IntelMPI v5.0 or newer is ABI (Application Binary Interface) compatible with Cray MPT v7.0.0 or newer and MPICH v3.1 and newer. This means that binaries compiled with one of these libraries can use the other ones during run-time without problems. Our IntelMPI binaries should work out-of-the-box on Cray machines using the ABI compatibility, and can also be used in combination with MPICH 3.2.

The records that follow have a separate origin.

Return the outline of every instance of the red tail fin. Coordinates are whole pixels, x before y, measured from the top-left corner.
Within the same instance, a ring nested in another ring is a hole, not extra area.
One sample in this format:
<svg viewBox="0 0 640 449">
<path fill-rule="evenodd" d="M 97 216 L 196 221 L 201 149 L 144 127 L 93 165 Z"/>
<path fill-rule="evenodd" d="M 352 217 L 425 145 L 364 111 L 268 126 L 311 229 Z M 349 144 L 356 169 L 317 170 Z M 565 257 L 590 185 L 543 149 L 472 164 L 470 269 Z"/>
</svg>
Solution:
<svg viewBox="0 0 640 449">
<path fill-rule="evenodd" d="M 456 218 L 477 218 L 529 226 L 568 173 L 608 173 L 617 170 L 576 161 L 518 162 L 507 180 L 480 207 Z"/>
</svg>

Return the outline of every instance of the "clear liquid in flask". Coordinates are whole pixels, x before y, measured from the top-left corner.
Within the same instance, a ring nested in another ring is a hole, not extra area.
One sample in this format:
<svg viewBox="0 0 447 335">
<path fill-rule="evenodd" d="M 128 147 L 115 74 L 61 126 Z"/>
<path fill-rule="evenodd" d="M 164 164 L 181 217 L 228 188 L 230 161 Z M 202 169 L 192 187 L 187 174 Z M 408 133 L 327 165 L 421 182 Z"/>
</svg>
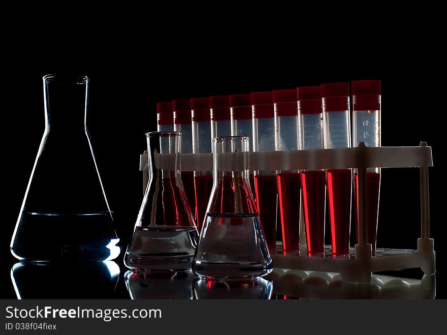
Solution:
<svg viewBox="0 0 447 335">
<path fill-rule="evenodd" d="M 137 227 L 125 263 L 135 270 L 190 269 L 198 240 L 194 226 Z"/>
<path fill-rule="evenodd" d="M 208 278 L 262 276 L 271 258 L 256 213 L 208 213 L 193 269 Z"/>
</svg>

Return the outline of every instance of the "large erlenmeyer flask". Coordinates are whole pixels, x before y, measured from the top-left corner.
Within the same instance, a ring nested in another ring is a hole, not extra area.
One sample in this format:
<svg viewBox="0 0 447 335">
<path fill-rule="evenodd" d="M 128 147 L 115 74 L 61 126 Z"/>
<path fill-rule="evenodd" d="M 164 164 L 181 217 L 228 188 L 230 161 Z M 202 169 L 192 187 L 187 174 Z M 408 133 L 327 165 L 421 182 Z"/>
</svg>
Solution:
<svg viewBox="0 0 447 335">
<path fill-rule="evenodd" d="M 124 263 L 139 270 L 190 270 L 198 236 L 180 177 L 180 133 L 146 136 L 149 181 Z"/>
<path fill-rule="evenodd" d="M 199 276 L 258 277 L 272 270 L 248 181 L 248 141 L 213 140 L 214 184 L 193 264 Z"/>
<path fill-rule="evenodd" d="M 119 239 L 87 130 L 88 78 L 43 77 L 45 130 L 12 236 L 26 261 L 100 261 Z"/>
</svg>

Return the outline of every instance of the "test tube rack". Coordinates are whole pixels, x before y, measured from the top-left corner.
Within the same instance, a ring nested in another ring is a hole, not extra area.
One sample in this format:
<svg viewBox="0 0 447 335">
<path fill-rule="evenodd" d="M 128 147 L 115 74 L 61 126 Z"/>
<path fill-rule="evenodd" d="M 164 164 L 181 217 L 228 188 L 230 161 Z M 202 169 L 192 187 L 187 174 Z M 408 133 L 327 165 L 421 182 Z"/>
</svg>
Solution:
<svg viewBox="0 0 447 335">
<path fill-rule="evenodd" d="M 264 277 L 273 294 L 307 299 L 428 299 L 436 296 L 435 275 L 421 280 L 373 274 L 369 283 L 343 281 L 339 273 L 276 268 Z"/>
<path fill-rule="evenodd" d="M 374 147 L 360 142 L 354 148 L 298 150 L 268 152 L 227 153 L 219 154 L 221 171 L 241 170 L 249 166 L 250 170 L 323 170 L 357 169 L 359 188 L 359 243 L 351 248 L 348 258 L 309 257 L 306 255 L 305 237 L 301 232 L 301 254 L 273 253 L 275 268 L 340 273 L 343 280 L 369 283 L 374 272 L 420 268 L 427 275 L 435 273 L 433 239 L 430 238 L 428 168 L 433 166 L 431 148 L 425 142 L 419 146 Z M 181 169 L 184 171 L 212 171 L 211 154 L 181 154 Z M 221 159 L 220 159 L 221 158 Z M 174 154 L 157 154 L 155 164 L 159 168 L 174 169 Z M 371 246 L 367 243 L 366 229 L 366 176 L 367 168 L 419 168 L 421 184 L 421 237 L 416 250 L 376 249 L 372 256 Z M 140 170 L 144 171 L 143 182 L 147 183 L 147 155 L 140 156 Z M 145 189 L 146 184 L 144 184 Z M 303 225 L 301 225 L 303 226 Z"/>
</svg>

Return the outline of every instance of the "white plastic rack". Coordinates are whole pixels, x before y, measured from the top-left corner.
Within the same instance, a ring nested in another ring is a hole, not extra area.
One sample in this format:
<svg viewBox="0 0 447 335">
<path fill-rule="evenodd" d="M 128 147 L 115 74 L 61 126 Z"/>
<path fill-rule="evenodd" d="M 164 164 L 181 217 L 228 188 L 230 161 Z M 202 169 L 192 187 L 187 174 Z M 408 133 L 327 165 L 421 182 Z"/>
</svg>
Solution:
<svg viewBox="0 0 447 335">
<path fill-rule="evenodd" d="M 431 148 L 422 142 L 416 147 L 369 147 L 361 142 L 358 147 L 320 150 L 299 150 L 256 153 L 219 154 L 220 171 L 358 169 L 359 188 L 359 243 L 351 248 L 348 258 L 309 257 L 307 256 L 305 235 L 300 234 L 301 255 L 282 254 L 280 250 L 272 255 L 275 268 L 326 271 L 340 273 L 345 281 L 369 283 L 371 273 L 376 271 L 420 267 L 426 275 L 435 273 L 433 240 L 430 238 L 428 169 L 433 166 Z M 212 171 L 211 154 L 181 154 L 181 169 L 184 171 Z M 158 168 L 173 169 L 173 155 L 156 155 Z M 417 250 L 376 249 L 371 255 L 371 246 L 366 243 L 366 175 L 367 168 L 419 168 L 421 175 L 421 237 Z M 140 156 L 140 169 L 147 171 L 147 155 Z M 147 182 L 144 174 L 144 187 Z M 328 256 L 330 252 L 328 249 Z"/>
</svg>

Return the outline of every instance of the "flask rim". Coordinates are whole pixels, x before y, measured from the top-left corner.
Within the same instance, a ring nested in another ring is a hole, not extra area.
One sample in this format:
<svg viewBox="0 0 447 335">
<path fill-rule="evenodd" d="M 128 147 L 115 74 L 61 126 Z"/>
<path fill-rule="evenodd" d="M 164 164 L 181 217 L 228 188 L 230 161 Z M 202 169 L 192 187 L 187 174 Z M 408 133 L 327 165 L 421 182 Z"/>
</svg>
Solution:
<svg viewBox="0 0 447 335">
<path fill-rule="evenodd" d="M 59 74 L 47 74 L 42 77 L 44 82 L 57 81 L 59 82 L 84 84 L 88 83 L 90 79 L 84 75 L 70 75 Z"/>
<path fill-rule="evenodd" d="M 168 136 L 179 136 L 181 132 L 149 132 L 146 133 L 147 137 L 152 136 L 154 135 L 159 136 L 160 137 L 167 137 Z"/>
<path fill-rule="evenodd" d="M 245 141 L 248 140 L 248 136 L 243 135 L 237 135 L 234 136 L 220 136 L 219 137 L 214 137 L 213 139 L 213 142 L 224 142 L 224 141 Z"/>
</svg>

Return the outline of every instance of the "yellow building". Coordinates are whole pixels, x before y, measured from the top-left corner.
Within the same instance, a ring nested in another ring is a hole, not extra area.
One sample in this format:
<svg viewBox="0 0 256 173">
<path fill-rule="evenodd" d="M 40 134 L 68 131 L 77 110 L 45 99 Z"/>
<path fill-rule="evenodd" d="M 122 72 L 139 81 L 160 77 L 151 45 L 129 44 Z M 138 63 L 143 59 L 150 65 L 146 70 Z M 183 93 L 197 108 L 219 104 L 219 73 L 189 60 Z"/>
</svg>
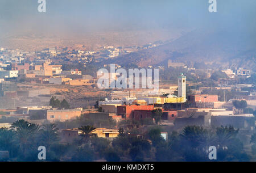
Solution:
<svg viewBox="0 0 256 173">
<path fill-rule="evenodd" d="M 166 98 L 164 99 L 164 103 L 184 103 L 185 102 L 184 98 Z"/>
<path fill-rule="evenodd" d="M 114 138 L 119 134 L 118 129 L 107 128 L 97 128 L 92 133 L 97 134 L 98 137 L 102 138 Z"/>
</svg>

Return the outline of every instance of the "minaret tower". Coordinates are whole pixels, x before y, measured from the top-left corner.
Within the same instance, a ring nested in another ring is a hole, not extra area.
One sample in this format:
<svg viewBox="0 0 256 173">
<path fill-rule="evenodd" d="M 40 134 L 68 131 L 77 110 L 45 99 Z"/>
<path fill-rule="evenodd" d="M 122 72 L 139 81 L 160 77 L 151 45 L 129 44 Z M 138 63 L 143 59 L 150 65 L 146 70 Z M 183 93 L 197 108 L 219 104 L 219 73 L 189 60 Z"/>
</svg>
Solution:
<svg viewBox="0 0 256 173">
<path fill-rule="evenodd" d="M 178 77 L 178 97 L 182 97 L 186 100 L 186 77 L 181 73 Z"/>
</svg>

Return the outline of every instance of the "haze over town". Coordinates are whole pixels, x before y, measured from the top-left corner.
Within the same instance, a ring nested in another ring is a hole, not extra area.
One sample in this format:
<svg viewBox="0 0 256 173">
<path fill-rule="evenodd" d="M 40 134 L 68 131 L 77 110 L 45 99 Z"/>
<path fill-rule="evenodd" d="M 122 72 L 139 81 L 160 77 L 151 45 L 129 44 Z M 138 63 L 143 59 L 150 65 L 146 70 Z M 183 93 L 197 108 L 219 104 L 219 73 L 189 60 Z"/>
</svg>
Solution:
<svg viewBox="0 0 256 173">
<path fill-rule="evenodd" d="M 2 0 L 0 161 L 255 161 L 256 2 L 217 2 Z"/>
</svg>

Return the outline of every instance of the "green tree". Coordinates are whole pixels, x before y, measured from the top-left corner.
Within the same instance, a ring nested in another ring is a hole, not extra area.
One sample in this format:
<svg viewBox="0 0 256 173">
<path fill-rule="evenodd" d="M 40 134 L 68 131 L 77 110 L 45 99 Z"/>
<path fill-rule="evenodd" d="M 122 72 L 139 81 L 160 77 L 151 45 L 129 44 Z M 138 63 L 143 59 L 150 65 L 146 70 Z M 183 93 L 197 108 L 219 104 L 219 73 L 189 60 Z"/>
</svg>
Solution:
<svg viewBox="0 0 256 173">
<path fill-rule="evenodd" d="M 82 137 L 82 141 L 88 142 L 90 137 L 96 136 L 96 134 L 92 133 L 96 129 L 90 125 L 82 126 L 81 128 L 79 128 L 79 129 L 82 131 L 82 133 L 80 134 Z"/>
<path fill-rule="evenodd" d="M 12 129 L 0 129 L 0 150 L 9 151 L 10 157 L 14 156 L 14 153 L 18 150 L 15 141 L 15 132 Z"/>
<path fill-rule="evenodd" d="M 39 126 L 21 119 L 13 123 L 11 128 L 15 132 L 22 154 L 26 155 L 28 149 L 35 144 L 35 137 L 38 133 Z"/>
<path fill-rule="evenodd" d="M 59 128 L 55 124 L 43 125 L 40 130 L 39 139 L 40 142 L 48 149 L 54 142 L 59 141 Z"/>
</svg>

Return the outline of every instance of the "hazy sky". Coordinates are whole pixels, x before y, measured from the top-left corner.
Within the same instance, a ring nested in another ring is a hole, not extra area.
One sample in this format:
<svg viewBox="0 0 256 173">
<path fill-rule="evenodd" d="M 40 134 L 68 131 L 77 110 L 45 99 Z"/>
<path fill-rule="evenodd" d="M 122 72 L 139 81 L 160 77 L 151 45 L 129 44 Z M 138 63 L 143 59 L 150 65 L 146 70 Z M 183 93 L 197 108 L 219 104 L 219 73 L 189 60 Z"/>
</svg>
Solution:
<svg viewBox="0 0 256 173">
<path fill-rule="evenodd" d="M 210 13 L 208 0 L 0 0 L 0 34 L 50 33 L 152 28 L 241 29 L 254 32 L 256 1 L 217 0 Z"/>
</svg>

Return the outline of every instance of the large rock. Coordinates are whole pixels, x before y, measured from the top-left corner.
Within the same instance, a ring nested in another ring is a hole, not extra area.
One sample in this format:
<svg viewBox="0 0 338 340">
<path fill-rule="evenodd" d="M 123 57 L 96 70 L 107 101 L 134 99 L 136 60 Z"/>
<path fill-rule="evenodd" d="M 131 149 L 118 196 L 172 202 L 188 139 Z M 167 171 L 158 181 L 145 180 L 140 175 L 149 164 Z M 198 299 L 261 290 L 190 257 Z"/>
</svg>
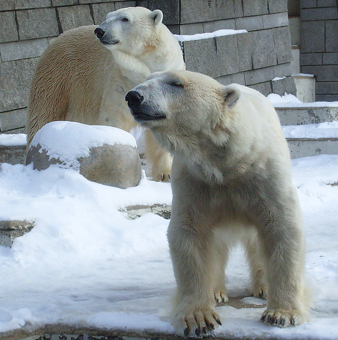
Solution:
<svg viewBox="0 0 338 340">
<path fill-rule="evenodd" d="M 58 165 L 78 171 L 89 181 L 125 189 L 141 179 L 135 147 L 134 137 L 119 129 L 53 122 L 34 137 L 26 164 L 33 163 L 38 170 Z"/>
</svg>

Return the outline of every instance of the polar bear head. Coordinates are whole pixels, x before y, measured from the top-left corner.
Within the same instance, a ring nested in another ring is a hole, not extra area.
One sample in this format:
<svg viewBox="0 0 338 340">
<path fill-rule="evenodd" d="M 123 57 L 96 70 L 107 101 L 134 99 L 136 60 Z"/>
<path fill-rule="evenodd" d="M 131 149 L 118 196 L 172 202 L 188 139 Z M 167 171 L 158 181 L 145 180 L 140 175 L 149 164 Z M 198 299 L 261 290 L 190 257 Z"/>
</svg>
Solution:
<svg viewBox="0 0 338 340">
<path fill-rule="evenodd" d="M 128 50 L 137 54 L 147 45 L 145 42 L 154 39 L 163 18 L 158 9 L 152 12 L 140 7 L 121 8 L 108 13 L 94 33 L 109 50 Z"/>
<path fill-rule="evenodd" d="M 135 119 L 150 128 L 173 153 L 191 153 L 203 139 L 222 145 L 240 90 L 207 76 L 178 70 L 155 72 L 128 92 L 126 101 Z"/>
</svg>

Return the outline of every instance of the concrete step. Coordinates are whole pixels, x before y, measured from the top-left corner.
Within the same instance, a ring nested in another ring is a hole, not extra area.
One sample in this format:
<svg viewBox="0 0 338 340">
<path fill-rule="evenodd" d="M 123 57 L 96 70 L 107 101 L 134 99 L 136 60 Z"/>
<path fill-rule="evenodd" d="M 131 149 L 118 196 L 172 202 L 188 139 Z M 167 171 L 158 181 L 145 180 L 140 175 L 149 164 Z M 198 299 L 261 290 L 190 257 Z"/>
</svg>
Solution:
<svg viewBox="0 0 338 340">
<path fill-rule="evenodd" d="M 338 120 L 338 107 L 275 107 L 282 125 L 318 124 Z"/>
<path fill-rule="evenodd" d="M 292 159 L 319 154 L 338 154 L 338 138 L 287 138 Z"/>
<path fill-rule="evenodd" d="M 0 145 L 0 163 L 23 164 L 26 156 L 26 145 Z"/>
</svg>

To run ADF with MPICH instead of IntelMPI, simply export SCM_USE_LOCAL_IMPI=true, and make sure the MPICH mpirun command is available in your PATH variable. Core binding (process pinning) is disabled by default for MPICH, to enable this add “-bind-to core” to the mpirun commands in the $ADFBIN/start file.

OpenMPI on Linux

The OpenMPI 2.1.2 binaries supplied with AMS2018 should work on desktop, laptop and workstation machines out of the box (single-node usage). On cluster environments it might be necessary to compile an OpenMPI 2.1 library with support for the cluster queueing system and/or the infiniband solution. Make sure to export SCM_USE_LOCAL_OMPI=true before starting programs to enable your local OpenMPI version instead of the one shipped with ADF. Core binding (process pinning) is enabled by default for OpenMPI, to disable this add “–bind-to none” to the mpirun commands in the $ADFBIN/start file.

Corrupted License File

You may find that, after having installed the license file, the program still does not run and prints a message “LICENSE CORRUPT”. There are a few possible causes. To explain how this error may come about, and how you overcome it, a few words on license files.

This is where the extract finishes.